A Bureau of Meteorology insider says climate scientists are under pressure to undersell the influence of climate change in public statements.

“There’s pressure to play down the role of climate change in weather events,” a BOM staffer whose work deals with climate change told Crikey.

The insider says that although there has been no specific directive from the government not to mention climate change, “there’s a high level of scrutiny on anything we put out that mentions it. There’s a perception that it has become political. People have become more concerned with messages that the government wants to hear.”

Staff within the division are trying to fly under the radar so as not to attract negative attention from a government led by a man who thinks climate science is “absolute crap”, and whose top business adviser thinks Australians have been taken hostage by “climate change madness”. They are afraid their funding will be cut and the climate division defunded.

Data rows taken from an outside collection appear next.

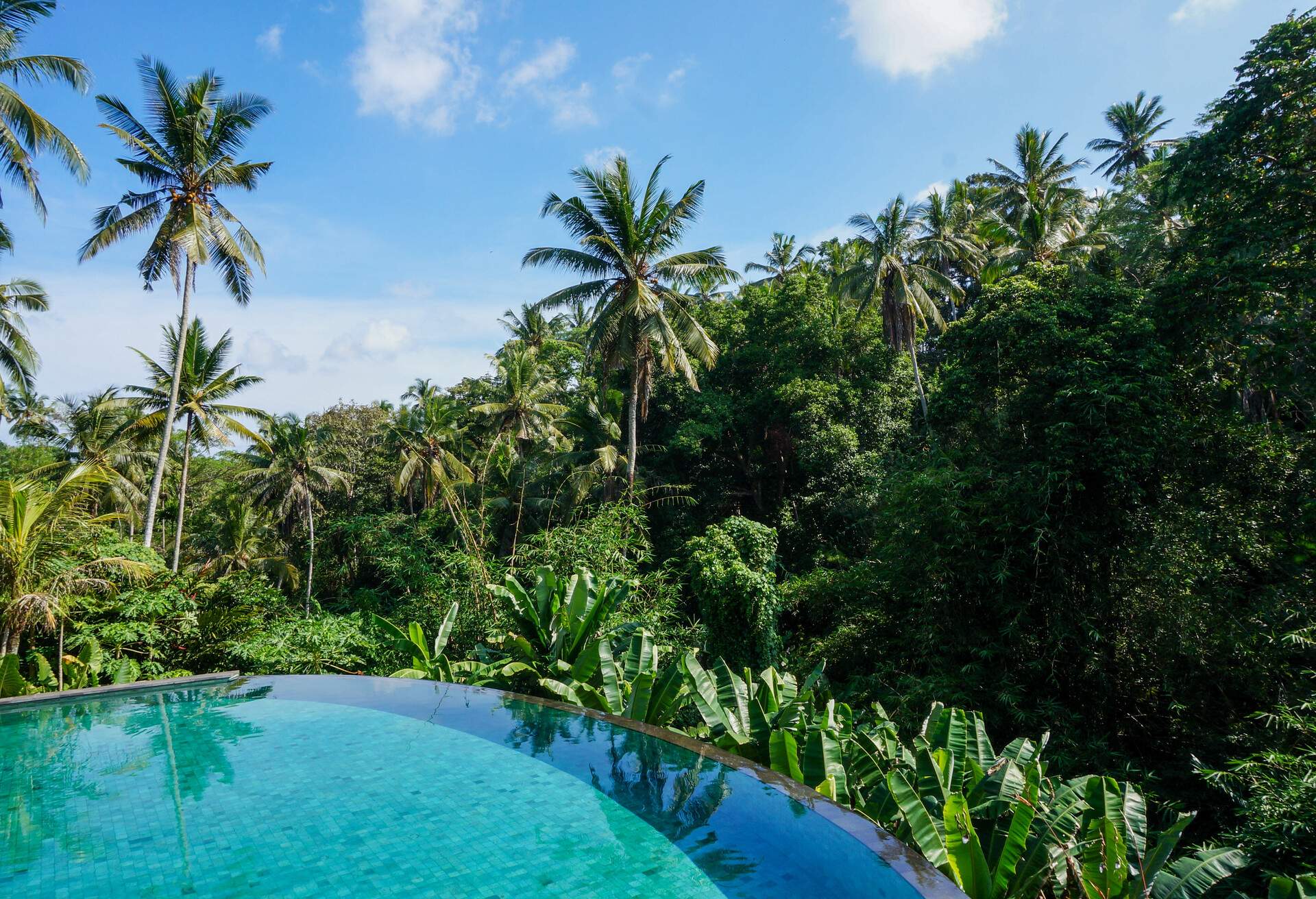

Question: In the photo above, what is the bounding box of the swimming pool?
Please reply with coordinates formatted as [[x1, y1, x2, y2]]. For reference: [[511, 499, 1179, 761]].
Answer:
[[0, 675, 962, 899]]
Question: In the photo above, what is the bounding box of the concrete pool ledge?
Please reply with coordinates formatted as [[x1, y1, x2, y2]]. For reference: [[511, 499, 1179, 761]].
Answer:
[[489, 675, 967, 899], [0, 672, 966, 899], [0, 672, 241, 709]]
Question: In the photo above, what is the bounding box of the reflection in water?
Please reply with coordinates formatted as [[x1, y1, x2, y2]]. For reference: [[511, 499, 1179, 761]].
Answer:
[[0, 706, 97, 865], [121, 687, 269, 800], [504, 700, 757, 883], [0, 686, 270, 867], [0, 676, 917, 899]]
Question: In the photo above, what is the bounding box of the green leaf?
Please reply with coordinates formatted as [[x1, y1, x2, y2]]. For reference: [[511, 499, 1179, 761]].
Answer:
[[0, 653, 27, 698], [1266, 876, 1316, 899], [804, 729, 850, 796], [942, 793, 992, 899], [887, 772, 949, 873], [622, 672, 654, 722], [767, 730, 804, 783], [435, 603, 458, 658], [992, 762, 1041, 899], [1152, 846, 1249, 899], [1079, 817, 1129, 899]]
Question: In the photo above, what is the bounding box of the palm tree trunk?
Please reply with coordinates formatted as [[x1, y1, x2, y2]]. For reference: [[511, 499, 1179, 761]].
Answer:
[[142, 259, 196, 546], [306, 484, 316, 617], [910, 329, 928, 423], [626, 353, 639, 487], [170, 412, 192, 574]]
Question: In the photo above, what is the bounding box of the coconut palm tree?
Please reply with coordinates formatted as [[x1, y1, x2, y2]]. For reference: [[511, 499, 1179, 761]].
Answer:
[[914, 192, 987, 278], [4, 387, 56, 440], [745, 232, 814, 284], [498, 303, 566, 349], [398, 378, 438, 403], [968, 125, 1087, 225], [471, 343, 568, 458], [0, 0, 90, 221], [197, 496, 297, 590], [45, 387, 154, 523], [0, 465, 149, 656], [127, 319, 269, 571], [239, 413, 350, 615], [79, 57, 271, 555], [521, 156, 732, 486], [847, 196, 963, 419], [681, 269, 740, 304], [557, 390, 625, 506], [984, 187, 1116, 273], [0, 271, 50, 410], [385, 395, 474, 520], [1087, 91, 1175, 180]]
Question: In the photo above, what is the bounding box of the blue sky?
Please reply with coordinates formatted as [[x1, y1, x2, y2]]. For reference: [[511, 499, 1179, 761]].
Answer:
[[8, 0, 1292, 413]]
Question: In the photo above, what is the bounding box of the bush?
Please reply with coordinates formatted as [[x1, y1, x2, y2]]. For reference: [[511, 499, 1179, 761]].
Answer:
[[687, 516, 781, 669]]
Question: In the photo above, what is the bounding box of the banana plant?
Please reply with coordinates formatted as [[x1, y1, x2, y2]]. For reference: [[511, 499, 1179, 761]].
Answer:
[[1079, 776, 1249, 899], [539, 629, 694, 725], [488, 567, 634, 676], [1266, 876, 1316, 899], [681, 654, 821, 768], [371, 603, 528, 685], [59, 637, 142, 690]]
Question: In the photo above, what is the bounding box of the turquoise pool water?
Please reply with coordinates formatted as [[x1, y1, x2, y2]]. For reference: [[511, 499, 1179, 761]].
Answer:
[[0, 678, 937, 899]]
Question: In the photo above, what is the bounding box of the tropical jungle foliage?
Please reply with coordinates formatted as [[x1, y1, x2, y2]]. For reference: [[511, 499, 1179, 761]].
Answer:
[[0, 0, 1316, 899]]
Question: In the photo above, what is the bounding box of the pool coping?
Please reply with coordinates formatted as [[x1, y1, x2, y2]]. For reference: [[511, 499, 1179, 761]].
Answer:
[[0, 672, 967, 899], [481, 675, 967, 899], [0, 672, 242, 708]]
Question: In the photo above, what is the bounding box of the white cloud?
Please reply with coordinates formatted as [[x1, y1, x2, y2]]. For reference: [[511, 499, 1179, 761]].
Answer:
[[324, 319, 411, 363], [800, 221, 854, 245], [1170, 0, 1239, 23], [23, 262, 510, 421], [842, 0, 1005, 76], [584, 146, 626, 169], [499, 37, 575, 93], [255, 25, 283, 57], [658, 60, 694, 107], [297, 59, 329, 83], [352, 0, 479, 132], [612, 53, 653, 91], [545, 82, 599, 127], [239, 330, 306, 376], [913, 182, 950, 203], [499, 37, 599, 127]]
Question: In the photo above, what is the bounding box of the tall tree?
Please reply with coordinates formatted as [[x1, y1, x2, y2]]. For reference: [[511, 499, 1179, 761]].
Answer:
[[983, 186, 1116, 273], [847, 196, 963, 419], [385, 395, 474, 520], [0, 0, 90, 221], [127, 319, 269, 571], [745, 232, 814, 284], [241, 413, 350, 615], [471, 345, 568, 457], [45, 387, 154, 523], [79, 57, 272, 546], [0, 465, 147, 656], [521, 156, 734, 486], [197, 496, 297, 589], [1087, 91, 1174, 179], [914, 182, 987, 310], [399, 378, 438, 403], [968, 125, 1087, 225], [0, 267, 50, 410], [499, 303, 566, 349]]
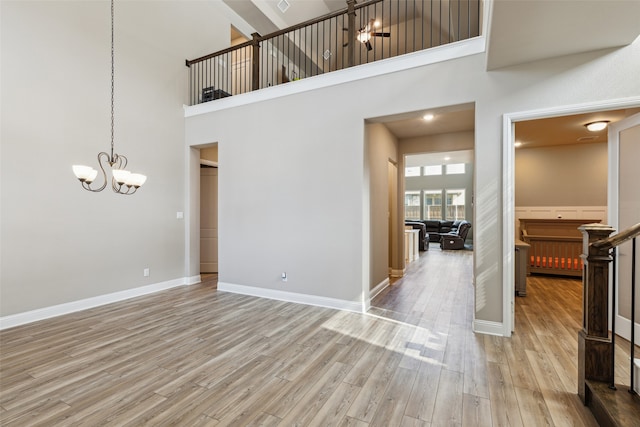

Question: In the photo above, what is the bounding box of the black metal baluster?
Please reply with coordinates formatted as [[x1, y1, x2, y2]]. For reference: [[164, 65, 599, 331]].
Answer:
[[609, 248, 618, 390], [629, 237, 636, 394]]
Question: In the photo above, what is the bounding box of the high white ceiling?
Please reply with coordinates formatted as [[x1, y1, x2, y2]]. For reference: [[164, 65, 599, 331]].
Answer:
[[487, 0, 640, 70], [222, 0, 640, 147]]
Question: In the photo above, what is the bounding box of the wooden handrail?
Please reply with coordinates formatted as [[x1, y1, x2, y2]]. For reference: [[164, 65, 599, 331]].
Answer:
[[185, 0, 383, 67], [592, 223, 640, 249]]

The comments raise disturbing questions about whether Australians are being told the full story about the extent and effects of climate change.

The insider said climate change hadn’t been left out of reports on weather events or climate statements, but that it was not emphasised in press releases or other public communications. “It’s strange that facts about climate science are considered to be political,” the insider said.

Morale at the bureau is said to be at rock bottom, amid veiled pressure from the Abbott government, an ongoing dispute over wages, and hostile media campaigns from the conservative press.

Crikey understands that staff within the climate division are under increasing pressure from concerted campaigns by climate deniers and the activist press, such as The Australian, with staff frequently tied up responding to FOI and other requests. We understand staff at the bureau are under such scrutiny that they feel they are unable to make a single error, which can occur when dealing with historical data, so the processes are hugely time intensive.

BOM is also one of a number of government agencies currently negotiating a new pay deal with its employees, amid claims of ministerial interference. The most recent pay deal expired in July last year, but staff at the bureau are yet to see even a first-round offer. Community and Public Sector Union national secretary Nadine Flood says that the bargaining policy set out by Employment Minister Eric Abetz last year means that no federal public service agency has been able to make an offer to staff that they will actually accept.

“We are seeing an unprecedented level of direct ministerial intervention in this bargaining round, not even under the Howard Government did this happen, so it is unusual,” she said.

After the scrapping of the carbon tax and reduction of the renewable energy target, the Abbott government’s track record on the environment is looking increasingly dire. While Greg Hunt is the federal Environment Minister, insiders say he has been sidelined on climate change. In a broadside against the Abbott government in Parliament last year, Greens Senator Scott Ludlam said: “Your only proposal for environmental reforms thus far is to leave Minister Greg Hunt playing Solitaire for the next three years while you outsource his responsibilities.”

In last week’s federal budget it was announced that 102 jobs will be slashed from BOM, although staff have not been told which departments will lose positions. The government has also slashed funding to the CSIRO — the other main agency undertaking climate research in Australia — with $110 million cut in last year’s federal budget. Dr Paul Fraser, the head of the CSIRO division responsible for climate change research, took a voluntary redundancy as part of the cuts. He said last year “I can’t see how having lost the people we have out of our group that measures greenhouse gasses how we could survive if we had to lose more people out of that group”.

The BOM insider told Crikey: “There’s definitely a perception that climate change research isn’t on the agenda.”